Only a revolutionary overhaul of data center security can fix these two basic problems. An incremental approach is the wrong answer when facing these desperate times.

Don't jump into major upgrades with both feet

David Chernicoff: When security issues in your datacenter are identified the temptation is great to rip out the offending application or system and replace it with the latest and greatest solution from your vendor of choice. But if you’re getting that urge, sit down and have a cup of coffee while you think about it. The nature of the datacenter is one of an intimate ecosystem involving multiple vendors, different classes of hardware and software, and a significant effort to get everything into homeostasis.

The wholesale replacement of even a single component of that datacenter architecture means that in many ways you are starting from scratch, especially when you are dealing with the issue of security; one that touches on so many different pieces of the environment, and where a small error in configuration can cause cascading problems that shut down users or open up your systems to attack, or potentially both. Effectively dealing with a current security problem means evaluating the impact of your changes not only on addressing existing issues but how it will impact future growth.

A careful examination of the current problems and how they can be addressed while keeping an eye on the future means not jumping into major upgrades with both feet. A careful, considered approach of well-planned upgrades and efficient modifications to your security model will allow you to maintain a flexible and effective security infrastructure with minimal negative impact on your users.

The Rebuttal

  • Great Debate Moderator

    Are my debaters ready?

    We'll be starting promptly at 11am ET (8am PT). Welcome, readers: Starting at 11am ET, this page will refresh automatically each time a new question or answer is posted.

    Posted by Larry Dignan

    Ready to rumble


    Ken Hess

    I am for Overhaul

    Standing by...


    David Chernicoff

    I am for Bit by bit

  • Great Debate Moderator

    OK, first question:

    What's the state of data center security today?

    Posted by Larry Dignan

    Existing data centers are playing catchup...

    ...but they're losing ground quickly. There are two primary areas of data center security: physical and network.

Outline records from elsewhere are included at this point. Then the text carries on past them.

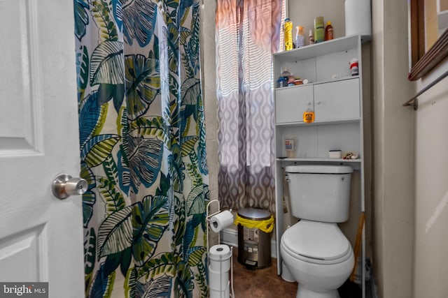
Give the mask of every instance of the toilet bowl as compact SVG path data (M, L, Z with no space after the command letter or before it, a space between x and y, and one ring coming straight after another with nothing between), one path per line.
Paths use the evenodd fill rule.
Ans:
M299 221L284 233L280 251L299 283L297 298L338 298L354 265L351 246L335 223Z
M301 221L281 236L280 253L299 283L297 298L339 298L337 288L355 262L350 242L337 227L349 218L353 168L286 167L292 214Z

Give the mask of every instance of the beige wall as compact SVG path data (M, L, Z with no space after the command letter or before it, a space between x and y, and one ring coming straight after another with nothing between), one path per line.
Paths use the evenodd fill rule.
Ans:
M204 2L202 53L206 144L211 198L217 198L216 4ZM379 297L448 297L448 79L420 98L417 112L402 107L416 89L433 77L419 82L418 87L406 80L407 1L373 0L372 7L372 41L363 47L370 57L370 84L364 82L363 87L371 89L373 126L373 210L366 223L368 229L372 224ZM304 1L290 1L289 10L293 23L303 24L307 33L314 17L321 15L332 21L336 38L344 36L344 0L308 1L306 8ZM442 70L448 62L444 67ZM370 112L365 117L370 119Z
M374 267L380 297L412 297L414 94L407 3L372 2ZM424 296L430 297L430 296Z
M448 61L419 82L419 89L447 69ZM447 297L448 78L419 98L415 115L414 297Z
M215 64L215 1L202 4L201 56L210 199L218 199L218 103Z

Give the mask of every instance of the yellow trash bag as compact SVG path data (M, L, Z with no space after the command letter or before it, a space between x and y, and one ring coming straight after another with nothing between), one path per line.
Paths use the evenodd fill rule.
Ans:
M258 229L265 233L270 233L274 230L274 216L263 221L254 221L253 219L247 219L241 217L238 214L235 216L235 220L233 223L238 225L239 223L249 229Z

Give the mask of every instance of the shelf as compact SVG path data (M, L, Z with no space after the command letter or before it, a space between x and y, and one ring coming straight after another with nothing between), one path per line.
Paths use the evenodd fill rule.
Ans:
M313 123L304 123L304 122L287 122L287 123L276 123L275 126L277 127L287 127L287 126L315 126L319 125L330 125L330 124L343 124L346 123L356 123L360 121L360 118L352 118L345 119L344 120L329 120L325 121L318 121Z
M346 80L353 80L353 79L358 79L358 78L359 78L359 75L353 75L351 77L340 77L339 79L330 80L327 81L310 82L307 84L302 84L300 85L294 85L294 86L288 86L288 87L281 87L281 88L275 88L275 91L285 90L285 89L294 89L294 88L300 88L300 87L304 87L305 86L317 85L319 84L332 83L335 82L341 82L341 81L345 81Z
M309 158L276 158L276 161L309 161L316 162L322 161L324 163L361 163L363 158L357 159L342 159L342 158L330 158L325 157L309 157Z
M281 52L274 54L279 62L293 62L332 54L336 52L347 51L358 47L359 36L342 37L332 40L323 41L314 45L306 45L287 52Z

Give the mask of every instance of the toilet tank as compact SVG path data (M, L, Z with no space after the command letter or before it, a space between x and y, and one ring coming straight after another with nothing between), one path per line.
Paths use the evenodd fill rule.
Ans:
M290 165L286 172L294 216L326 223L349 219L351 167Z

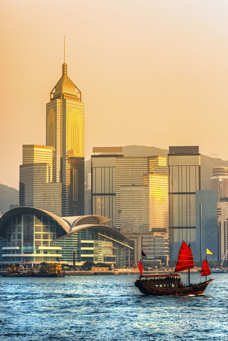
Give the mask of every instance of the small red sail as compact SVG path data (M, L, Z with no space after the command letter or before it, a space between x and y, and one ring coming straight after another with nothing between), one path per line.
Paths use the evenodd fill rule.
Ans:
M183 240L178 255L178 260L174 272L187 270L194 267L193 256L191 249Z
M139 262L139 272L140 273L140 275L142 276L143 268L142 263L141 262Z
M211 275L211 270L209 264L205 259L203 260L200 272L201 276L208 276Z

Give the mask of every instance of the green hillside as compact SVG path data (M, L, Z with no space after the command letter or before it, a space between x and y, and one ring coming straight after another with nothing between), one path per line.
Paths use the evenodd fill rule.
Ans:
M10 205L19 200L19 191L0 183L0 211L4 214L10 209Z

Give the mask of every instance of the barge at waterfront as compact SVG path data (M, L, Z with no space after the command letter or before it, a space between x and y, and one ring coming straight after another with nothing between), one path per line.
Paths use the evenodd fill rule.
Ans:
M45 266L39 265L38 271L31 268L23 269L24 266L28 263L27 261L22 266L17 267L12 264L11 267L7 268L7 272L2 272L3 277L63 277L65 272L62 271L62 265L58 263L49 263Z

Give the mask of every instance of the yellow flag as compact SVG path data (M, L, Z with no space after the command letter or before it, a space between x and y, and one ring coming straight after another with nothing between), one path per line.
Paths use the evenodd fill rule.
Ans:
M211 251L210 251L209 249L206 248L206 254L207 255L214 255L214 253L213 252L212 252Z

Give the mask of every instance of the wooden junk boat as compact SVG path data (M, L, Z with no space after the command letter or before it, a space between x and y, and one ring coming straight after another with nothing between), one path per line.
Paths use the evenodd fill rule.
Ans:
M178 255L178 260L173 273L142 276L142 264L139 262L140 276L134 282L136 286L145 295L153 296L184 296L203 294L209 283L214 280L207 280L206 276L211 275L208 263L204 259L201 269L201 276L206 277L205 280L197 284L190 284L190 269L194 267L193 256L190 248L184 241ZM188 285L182 282L177 271L188 270Z

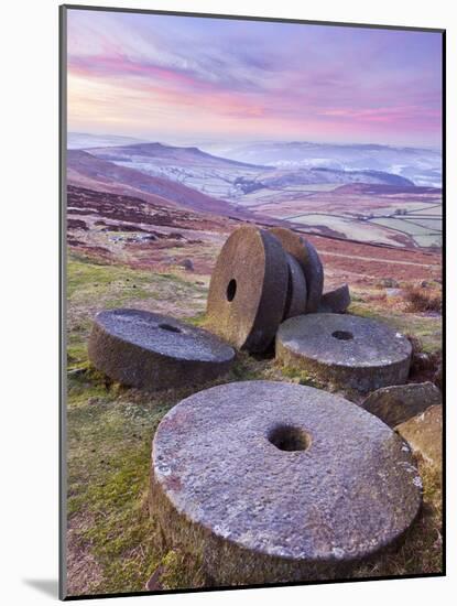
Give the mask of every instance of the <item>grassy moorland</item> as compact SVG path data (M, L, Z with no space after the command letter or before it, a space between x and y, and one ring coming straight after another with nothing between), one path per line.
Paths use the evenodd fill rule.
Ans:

    Physical security is very good to excellent. Typically, there are multiple layers of security that one has to traverse before entering a data center: An external security gate, a secure circle lock (man trap) or badge-in access door, badge-in access to the server floor, retina scanners, and maybe even fingerprint scanners--all related to physical access to the data center facility and to the secure server areas.

    There are loopholes to physical security that are too lengthy to discuss here, but some of the obvious ones are parcel deliveries and janitorial services.

    Network security is a larger problem for data centers, especially in multi-tenant ones. Multi-tenant data centers present the largest problem because there are no enforced security standards from client to client. Single tenant data centers face security problems as well but at least a single client data center can enforce a security strategy across all systems.

    Ken Hess

    I am for Overhaul

    At the moment, data center security is in flux

    There are so many new technologies and techniques coming at the data center operator that security is pushed down the list of concerns. This, itsel, is a fundamental problem. Security may well be the number one issue that has to be dealt with because of its across the board impact, but dealing with so many new products, technologies, and services is keeping data center IT scrambling just to stay current.

     

    David Chernicoff

    I am for Bit by bit

  • Great Debate Moderator

    What do you see as the biggest threats facing the data center?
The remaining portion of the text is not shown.